More importantly, Google's underlying Universal Commerce Protocol (UCP) and the AP2 protocol for securing payments are establishing a new set of e-commerce rules, which is something worth anticipating for the entire e-commerce industry.
UCP can be understood as a set of open standard protocols for AI-powered shopping. From searching for products, adding them to the shopping cart, purchasing, paying, to obtaining after-sales service, the initiators of this set of rules include large retailers such as Google, Walmart, Shopify, and Target. In April, companies like Amazon, Microsoft, and Meta also joined this open standard.
In other words, in the future, it will not be humans placing orders on e-commerce websites but specific Agents placing orders on behalf of humans, comparing prices and placing orders across numerous shopping websites, rather than being limited to a specific shopping website.
This stands in stark contrast to the current e-commerce Agents in the Chinese market. Doubao can place orders on Douyin E-commerce, and the Qianwen App can connect to Taobao for ordering, but neither can achieve cross-platform consumption. Therefore, the capabilities of each Agent will be limited to their respective scopes.
Google aims to promote this smart shopping experience to a larger market. The "Universal Cart" Agent consumption experience will be launched on Google Search and Gemini this summer. The UCP checkout experience will also be available in Canada, Australia, and the UK in the coming months and gradually expand to vertical industries such as hotel reservations and local food delivery.

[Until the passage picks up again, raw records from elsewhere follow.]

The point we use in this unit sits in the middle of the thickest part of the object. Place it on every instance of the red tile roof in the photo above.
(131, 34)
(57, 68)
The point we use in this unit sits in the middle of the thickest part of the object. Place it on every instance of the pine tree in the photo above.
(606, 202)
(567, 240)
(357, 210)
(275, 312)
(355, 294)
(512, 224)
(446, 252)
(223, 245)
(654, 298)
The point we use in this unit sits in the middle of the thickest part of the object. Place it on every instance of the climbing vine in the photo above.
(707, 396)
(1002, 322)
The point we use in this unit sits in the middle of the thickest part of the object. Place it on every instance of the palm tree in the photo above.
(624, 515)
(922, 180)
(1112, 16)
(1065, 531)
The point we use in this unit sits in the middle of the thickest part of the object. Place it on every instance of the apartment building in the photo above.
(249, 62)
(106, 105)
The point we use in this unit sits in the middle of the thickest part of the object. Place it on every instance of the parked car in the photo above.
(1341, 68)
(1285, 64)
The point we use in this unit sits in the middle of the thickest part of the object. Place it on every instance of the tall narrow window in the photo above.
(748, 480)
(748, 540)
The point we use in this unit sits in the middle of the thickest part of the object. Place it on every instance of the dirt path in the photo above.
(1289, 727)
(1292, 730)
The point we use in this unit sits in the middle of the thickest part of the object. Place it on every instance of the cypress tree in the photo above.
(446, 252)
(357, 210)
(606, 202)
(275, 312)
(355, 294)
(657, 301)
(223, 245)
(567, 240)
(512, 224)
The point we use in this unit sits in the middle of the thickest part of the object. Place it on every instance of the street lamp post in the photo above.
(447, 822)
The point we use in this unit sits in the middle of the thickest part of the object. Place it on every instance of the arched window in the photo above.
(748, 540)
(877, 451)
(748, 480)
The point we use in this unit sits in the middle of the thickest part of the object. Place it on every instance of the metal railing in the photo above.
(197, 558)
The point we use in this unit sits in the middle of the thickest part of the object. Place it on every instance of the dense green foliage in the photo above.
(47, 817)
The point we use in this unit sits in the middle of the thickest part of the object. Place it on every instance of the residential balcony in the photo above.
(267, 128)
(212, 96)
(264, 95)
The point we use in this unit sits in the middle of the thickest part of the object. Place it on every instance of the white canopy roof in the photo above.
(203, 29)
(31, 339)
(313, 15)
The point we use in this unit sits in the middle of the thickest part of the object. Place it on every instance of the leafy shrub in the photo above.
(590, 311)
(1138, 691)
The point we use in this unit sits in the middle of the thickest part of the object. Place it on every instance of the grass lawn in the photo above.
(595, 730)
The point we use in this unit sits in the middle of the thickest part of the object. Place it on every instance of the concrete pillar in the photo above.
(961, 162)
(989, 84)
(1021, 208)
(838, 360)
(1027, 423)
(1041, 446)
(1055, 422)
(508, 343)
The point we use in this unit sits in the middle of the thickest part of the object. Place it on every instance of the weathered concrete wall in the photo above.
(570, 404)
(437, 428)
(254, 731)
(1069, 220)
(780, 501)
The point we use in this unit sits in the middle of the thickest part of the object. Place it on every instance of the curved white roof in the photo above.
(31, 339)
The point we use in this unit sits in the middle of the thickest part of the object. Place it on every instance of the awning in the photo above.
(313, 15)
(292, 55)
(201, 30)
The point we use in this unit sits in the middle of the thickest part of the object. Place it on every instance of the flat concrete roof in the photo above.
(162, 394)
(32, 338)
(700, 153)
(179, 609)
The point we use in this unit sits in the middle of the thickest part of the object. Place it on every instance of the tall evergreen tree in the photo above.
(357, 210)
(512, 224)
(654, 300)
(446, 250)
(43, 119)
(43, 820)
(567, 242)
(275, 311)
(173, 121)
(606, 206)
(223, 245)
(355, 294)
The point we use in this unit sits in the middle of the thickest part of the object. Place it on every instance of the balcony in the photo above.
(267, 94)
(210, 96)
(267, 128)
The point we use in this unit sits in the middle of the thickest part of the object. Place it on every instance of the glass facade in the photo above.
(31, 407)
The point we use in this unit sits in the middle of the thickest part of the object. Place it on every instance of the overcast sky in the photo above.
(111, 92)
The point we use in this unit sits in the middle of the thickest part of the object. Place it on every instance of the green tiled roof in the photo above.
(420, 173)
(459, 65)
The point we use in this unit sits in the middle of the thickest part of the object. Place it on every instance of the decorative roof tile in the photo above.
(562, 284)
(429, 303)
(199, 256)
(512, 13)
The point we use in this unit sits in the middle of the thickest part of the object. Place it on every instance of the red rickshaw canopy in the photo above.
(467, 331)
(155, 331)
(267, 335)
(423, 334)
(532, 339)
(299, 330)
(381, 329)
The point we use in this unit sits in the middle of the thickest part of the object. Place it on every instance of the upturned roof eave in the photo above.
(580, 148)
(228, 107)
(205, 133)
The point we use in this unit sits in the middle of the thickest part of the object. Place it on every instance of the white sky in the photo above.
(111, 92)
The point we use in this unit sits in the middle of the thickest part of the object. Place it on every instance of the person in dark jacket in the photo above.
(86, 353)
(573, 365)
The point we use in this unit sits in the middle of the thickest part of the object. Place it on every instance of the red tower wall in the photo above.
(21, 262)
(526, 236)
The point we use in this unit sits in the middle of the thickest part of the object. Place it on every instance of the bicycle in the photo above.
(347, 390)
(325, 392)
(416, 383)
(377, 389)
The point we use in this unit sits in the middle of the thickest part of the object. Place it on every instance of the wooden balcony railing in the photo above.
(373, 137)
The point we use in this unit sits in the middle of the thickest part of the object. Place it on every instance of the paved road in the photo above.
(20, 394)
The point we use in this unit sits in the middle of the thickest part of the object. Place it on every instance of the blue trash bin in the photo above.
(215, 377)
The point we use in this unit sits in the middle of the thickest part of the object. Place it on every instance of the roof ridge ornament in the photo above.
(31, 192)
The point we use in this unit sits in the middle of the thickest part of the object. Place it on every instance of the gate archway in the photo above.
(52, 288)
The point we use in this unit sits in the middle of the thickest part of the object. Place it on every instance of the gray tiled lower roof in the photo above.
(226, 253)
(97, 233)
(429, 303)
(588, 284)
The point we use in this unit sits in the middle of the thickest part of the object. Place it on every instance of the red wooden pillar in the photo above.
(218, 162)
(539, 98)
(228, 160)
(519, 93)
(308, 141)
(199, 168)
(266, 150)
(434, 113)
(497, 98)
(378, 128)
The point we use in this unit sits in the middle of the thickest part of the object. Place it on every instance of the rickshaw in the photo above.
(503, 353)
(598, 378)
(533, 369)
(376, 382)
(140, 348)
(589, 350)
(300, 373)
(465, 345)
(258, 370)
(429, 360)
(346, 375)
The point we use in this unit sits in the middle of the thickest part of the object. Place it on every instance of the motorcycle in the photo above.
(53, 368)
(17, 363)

In addition, Google's AP2 protocol is also a underlying rule for securing smart shopping, aiming to allow Agents to safely represent users for payment within set limits.
The underlying mechanism of AP2 is to establish a transparent, verifiable connection between users, merchants, and payment processors, using encryption technology throughout to protect user data. The protocol also includes tamper-proof digital records to ensure that Agents always act on behalf of users and provide permanent audit trails for both buyers and sellers to refer to in case of returns or disputes.
In other words, Agent shopping must meet various limit (translated as "restricted" or "limited") conditions, including specifying the desired brand and product, as well as the consumption limit. When these conditions are met, the Agent will automatically complete the purchase.
A2A covers communication between Agents, UCP covers commercial behavior of Agents, and AP2 covers payment authorization of Agents. With these three layers superposition (translated as "stacked" or "layered"), Google is not writing just a product in the Agent era but a set of foundational procedures for cross-platform shopping and consumption. This is also an industry trend that domestic e-commerce giants urgently need to anticipate:
The battlefield is no longer about which platform users buy from but which Agent they use to place orders.
For Chinese users, the consumption habits and trust foundation for shopping on e-commerce platforms will not change in the short term. However, in the long run, if the set of smart shopping underlying protocols led by Google matures globally, the logic of "shopping entrances" will be rewritten.
E-commerce platforms such as Alibaba, JD.com, and Pinduoduo are destined to face choices: whether to independently build a new set of rule systems or choose to be compatible with this set of global universal protocols?